Database Credentialed Access
EHRCon: Dataset for Checking Consistency between Unstructured Notes and Structured Tables in Electronic Health Records
Yeonsu Kwon , Jiho Kim , Gyubok Lee , Seongsu Bae , Daeun Kyung , Wonchul Cha , Tom Pollard , Alistair Johnson , Edward Choi
Published: Aug. 19, 2024. Version: 1.0.0
When using this resource, please cite:
(show more options)
Kwon, Y., Kim, J., Lee, G., Bae, S., Kyung, D., Cha, W., Pollard, T., Johnson, A., & Choi, E. (2024). EHRCon: Dataset for Checking Consistency between Unstructured Notes and Structured Tables in Electronic Health Records (version 1.0.0). PhysioNet. https://doi.org/10.13026/2nb5-nf74.
Please include the standard citation for PhysioNet:
(show more options)
Goldberger, A., Amaral, L., Glass, L., Hausdorff, J., Ivanov, P. C., Mark, R., ... & Stanley, H. E. (2000). PhysioBank, PhysioToolkit, and PhysioNet: Components of a new research resource for complex physiologic signals. Circulation [Online]. 101 (23), pp. e215–e220.
Abstract
Electronic Health Records (EHRs) are integral for storing comprehensive patient medical records, combining structured data (e.g., medications) with detailed clinical notes (e.g., physician notes). These elements are essential for straightforward data retrieval and provide deep, contextual insights into patient care. However, they often suffer from discrepancies due to unintuitive EHR system designs and human errors, posing serious risks to patient safety. To address this, we developed EHRCon, a new dataset and task specifically designed to ensure data consistency between structured tables and unstructured notes in EHRs.

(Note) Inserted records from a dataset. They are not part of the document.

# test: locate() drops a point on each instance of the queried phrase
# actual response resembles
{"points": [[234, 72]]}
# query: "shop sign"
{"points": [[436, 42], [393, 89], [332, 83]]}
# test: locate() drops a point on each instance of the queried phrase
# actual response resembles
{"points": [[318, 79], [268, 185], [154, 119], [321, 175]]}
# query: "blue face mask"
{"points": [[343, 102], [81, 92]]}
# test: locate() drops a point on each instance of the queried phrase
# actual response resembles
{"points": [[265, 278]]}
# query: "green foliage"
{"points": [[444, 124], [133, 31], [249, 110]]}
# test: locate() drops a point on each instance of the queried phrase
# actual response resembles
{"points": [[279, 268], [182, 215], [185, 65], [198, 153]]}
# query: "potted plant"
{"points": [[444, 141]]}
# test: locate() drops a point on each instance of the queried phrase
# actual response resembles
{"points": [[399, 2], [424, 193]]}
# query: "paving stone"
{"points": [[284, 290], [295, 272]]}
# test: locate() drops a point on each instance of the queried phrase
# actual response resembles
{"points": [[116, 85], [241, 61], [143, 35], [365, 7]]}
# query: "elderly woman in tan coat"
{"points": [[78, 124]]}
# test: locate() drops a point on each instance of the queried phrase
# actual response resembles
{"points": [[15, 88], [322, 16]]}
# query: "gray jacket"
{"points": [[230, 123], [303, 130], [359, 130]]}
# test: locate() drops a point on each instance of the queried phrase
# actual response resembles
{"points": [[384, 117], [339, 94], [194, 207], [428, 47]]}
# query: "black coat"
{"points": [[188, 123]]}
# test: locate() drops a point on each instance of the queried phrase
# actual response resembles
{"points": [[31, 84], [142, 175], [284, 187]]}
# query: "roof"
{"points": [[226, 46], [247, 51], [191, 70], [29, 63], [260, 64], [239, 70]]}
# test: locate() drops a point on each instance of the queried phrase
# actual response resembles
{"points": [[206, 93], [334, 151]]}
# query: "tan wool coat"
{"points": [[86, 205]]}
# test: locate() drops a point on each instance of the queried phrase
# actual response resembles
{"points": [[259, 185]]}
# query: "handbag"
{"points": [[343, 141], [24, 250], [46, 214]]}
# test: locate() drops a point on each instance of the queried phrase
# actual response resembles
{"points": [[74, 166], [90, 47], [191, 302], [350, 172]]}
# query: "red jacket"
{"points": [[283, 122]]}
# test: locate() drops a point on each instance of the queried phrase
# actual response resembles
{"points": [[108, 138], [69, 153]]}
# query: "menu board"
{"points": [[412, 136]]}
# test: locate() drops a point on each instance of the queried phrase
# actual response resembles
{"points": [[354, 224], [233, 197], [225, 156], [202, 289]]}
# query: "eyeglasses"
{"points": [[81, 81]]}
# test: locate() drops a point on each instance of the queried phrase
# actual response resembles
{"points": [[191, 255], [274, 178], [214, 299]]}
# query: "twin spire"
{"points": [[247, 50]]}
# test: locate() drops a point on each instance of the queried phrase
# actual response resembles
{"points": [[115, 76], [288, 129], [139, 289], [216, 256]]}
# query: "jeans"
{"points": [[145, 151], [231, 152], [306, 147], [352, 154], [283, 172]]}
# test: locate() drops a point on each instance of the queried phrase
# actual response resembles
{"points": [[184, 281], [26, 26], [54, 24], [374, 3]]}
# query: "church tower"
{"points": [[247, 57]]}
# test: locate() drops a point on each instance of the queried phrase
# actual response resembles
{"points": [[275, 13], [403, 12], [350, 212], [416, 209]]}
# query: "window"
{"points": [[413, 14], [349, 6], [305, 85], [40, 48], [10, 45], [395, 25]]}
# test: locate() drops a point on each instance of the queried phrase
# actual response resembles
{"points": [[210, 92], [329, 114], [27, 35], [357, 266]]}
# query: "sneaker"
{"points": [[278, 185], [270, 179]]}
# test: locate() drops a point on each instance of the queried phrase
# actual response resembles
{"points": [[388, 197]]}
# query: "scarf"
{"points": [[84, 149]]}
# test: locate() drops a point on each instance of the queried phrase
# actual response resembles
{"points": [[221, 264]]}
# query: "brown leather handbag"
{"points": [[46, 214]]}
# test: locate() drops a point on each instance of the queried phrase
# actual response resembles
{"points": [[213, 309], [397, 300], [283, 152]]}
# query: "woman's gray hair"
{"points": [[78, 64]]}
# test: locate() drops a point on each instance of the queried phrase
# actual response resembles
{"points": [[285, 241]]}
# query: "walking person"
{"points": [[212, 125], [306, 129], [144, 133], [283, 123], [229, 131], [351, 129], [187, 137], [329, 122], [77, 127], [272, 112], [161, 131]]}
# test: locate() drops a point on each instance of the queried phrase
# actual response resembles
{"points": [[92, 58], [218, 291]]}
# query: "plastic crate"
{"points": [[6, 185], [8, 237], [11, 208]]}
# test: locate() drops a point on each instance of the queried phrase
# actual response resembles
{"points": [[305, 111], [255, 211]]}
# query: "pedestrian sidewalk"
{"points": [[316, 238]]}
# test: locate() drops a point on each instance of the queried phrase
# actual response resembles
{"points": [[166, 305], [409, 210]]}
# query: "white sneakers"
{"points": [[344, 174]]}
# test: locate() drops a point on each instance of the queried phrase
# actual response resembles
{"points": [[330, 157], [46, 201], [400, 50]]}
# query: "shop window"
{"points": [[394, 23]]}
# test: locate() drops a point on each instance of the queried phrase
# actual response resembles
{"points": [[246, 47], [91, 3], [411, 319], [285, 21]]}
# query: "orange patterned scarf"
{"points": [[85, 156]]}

EHRCon was crafted in collaboration with healthcare professionals using the MIMIC-III EHR dataset, and includes manual annotations of 3,943 entities across 105 clinical notes checked against database entries for consistency. EHRCon has two versions, one using the original MIMIC-III schema, and another using the OMOP CDM schema, in order to increase its applicability and generalizability.
Background
Electronic Health Records (EHRs) are digital datasets comprising the rich information of a patient’s medical history within hospitals. These records integrate both structured data (e.g., medications, diagnoses) and detailed clinical notes (e.g., physician notes). The structured data facilitates straightfor- ward retrieval and analysis of essential information, while clinical notes provide in-depth, contextual insights into the patient’s condition. These two forms of data are interconnected and provide comple- mentary information throughout the diagnostic and treatment processes. For example, a practitioner might start by reviewing test results stored in the database, then determine a diagnosis and formulate a treatment plan, which are documented in the clinical notes. These notes are subsequently used to update the structured data in the database.
However, inconsistencies can arise between the two sets of data for several reasons. One primary issue is that EHR interfaces are often designed with a focus on administrative and financial tasks, which makes it difficult to accurately document clinical information [1]. Additionally, overburdened practitioners might unintentionally introduce errors by importing incorrect medication lists, copying and pasting outdated records, or entering inaccurate test results [2, 3, 4]. These errors can lead to significant discrepancies between the structured data and clinical notes in the EHR, potentially jeopardizing patient safety and leading to legal complications [5].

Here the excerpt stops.